Exigimos liberdade para respirar!”, se impõe uma garota num parque em Oakland, enquanto alguns estudos falam na volta da escravidão.

“Resgataram os bancos! E nos venderam!”, denunciam os cartazes numa manifestação. “Não podem usar nosso dinheiro para nos oprimir”, alguém fala ao microfone. Passadas a euforia e a esperança no governo de Obama, a população tem a sensação de “mais do mesmo”. Para o casal que dirigiu o filme, a classe trabalhadora, os pobres e as minorias estão piores do que nunca e a indignação diante da crise econômica desastrosa é resultado de um caos gerado por um sistema de desigualdades. “As soluções não vão vir desde cima. As soluções para cruzar as crises estadunidenses estão nas mãos do povo”, constatam Mike e Silvia, diante da própria câmera.

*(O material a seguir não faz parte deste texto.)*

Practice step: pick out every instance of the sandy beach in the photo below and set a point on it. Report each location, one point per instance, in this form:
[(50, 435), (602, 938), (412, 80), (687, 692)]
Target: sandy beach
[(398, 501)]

É o que enxerga também o líder comunitário Manuel Criollo: “É o povo que sustenta esse sistema”, lembrando que as pessoas organizadas podem ser as protagonistas das mudanças.

Não é uma tarefa simples a de colocar tanta gente e tantas situações para compor este outro retrato dos Estados Unidos e seu povo, mas por fim, é mesmo esta diversidade fragmentada que nos dá a oportunidade de compreender parte do que se passa por lá. E pensar nos erros que outras nações podem cometer, quando têm este país como referência. Em Porto Alegre, quando a produção foi exibida em junho, Alexandro, um cubano que passava por intercâmbio na cidade, repetia após a sessão que o fi lme precisava ser visto em Cuba, por todos. Desfazer mitos. Colocar a verdade no seu lugar. Por aqui também.

Num viaduto da capital gaúcha, há muitos anos se renova uma inscrição lembrando um pensamento de Mao: “O imperialismo é um tigre de papel”. Sempre achei esta frase um tanto ingênua, muito mais um desejo do que realidade. Mas este filme nos mostra sua fragilidade latente. Neste momento em que há tantas revoltas populares em ebulição e o capitalismo parece entrar novamente numa encruzilhada, mesmo que não seja de papel, o império outra vez expõe seus rasgos, dá sinais de que um dia pode e deve se desmanchar.